Native uses a zero waste injected molds to make each shoe, and uses a low energy emissions manufacturing process. Their shoes are also free of animal by-products. (The vegetarian-who-sometimes-wears-leathers is quite happy about that.)
On top of the greenliness characteristics of Native shoes, they are also lightweight, washable, odor resistant and mold to the wearer’s feet.
With summer coming to a close, and being very eager to try a shoe on Cub from this Vancouver-based brand, I was psyched to find out that they also make boots!
Since he started walking, we’ve struggled finding the right shoes for Cub. He has a fairly “bumpy” and wide foot, and cramming his feet into rubber boots has always been awkward. Last fall, he ended up with a bruised toe because his Mama shoved his foot into a boot that was too narrow.
The weight of a lot of the boots we tried on him was also a cause for concern. I remember a pair of lined fall boots in a box of hand me downs that I pulled out last year that were like bricks! I put them on him once, and he was walking like Frankenstein.
Besides Native’s obvious eco-conscious business model, the lightweight design, drawstring opening and side zipper really appealed to me in the Jimmy Child Crayon Yellow Winters:
Alright, so, straight out of the box, I loved them. But what about once I got them on Cub’s feet?
First of all, being able to unzip and loosen up the drawstring laces makes putting these boots on far easier than other boots we’ve tried. Second of all, he didn’t walk like Frankenstein: he was running, jumping and climbing in his Natives!
He has full mobility at the playground: they don’t fly off when he’s swinging, trip him up when he’s climbing up the ladders or working his way up the slide (who slides down slides these days?!). Because the tongue of the boot is sewn to the edges, there are no sneaky spots for playground sand to sneak it, either! (With his pant cuffs on top of his boots, we come home without the entire sandbox!) On the soccer pitch, no boots come flying off when he kicks, and he can run the length of it with ease.
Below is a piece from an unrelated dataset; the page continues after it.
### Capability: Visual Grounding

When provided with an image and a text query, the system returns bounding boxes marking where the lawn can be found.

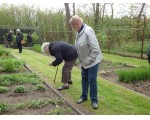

Note that Native Boots are not marketed as rain boots. While the EVA sole is water resistant and sufficient for walking around in an urban environment, the lace up feature means they aren’t water proof. We did some serious puddle jumping, and his socks definitely got wet. But the lace up feature means a secure and flexible fit for my little super hero!
Luckily, in Montreal, fall is not a season of torrential rain… it’s just cool and a bit damp! The boots are perfect for us until it’s time to pull out the -40C-rated snow boots (not looking forward to that). Native Jimmy Winters aren’t rated for any specific temperature, they’re not snow boots. (They also come in an unlined version, by the way.) I think Cub’s toes will be toasty enough until the temperature starts dipping below 0.
Unlike traditional rubber boots, I don’t have to worry about his Jimmy Boots being kicked off when I am wearing him in the Tula, or when he’s riding in the stroller or shopping cart.
Do I wish they could both lace up and be totally water proof for my puddle jumper? Sure. But I’m willing to compromise because of the sheer comfort and flexibility these boots offer Cub as we walk around our neighbourhood this fall. He can crouch, jump, run and climb with ease. I love that these boots are so unbelievably light (you’ll be surprised when you pick up a pair), giving my Cub the freedom of movement he’ll be longing for come winter, when I’ll be zipping him into a snowsuit that I’m confident he’ll come to loathe!
Are Native Shoes big where you live?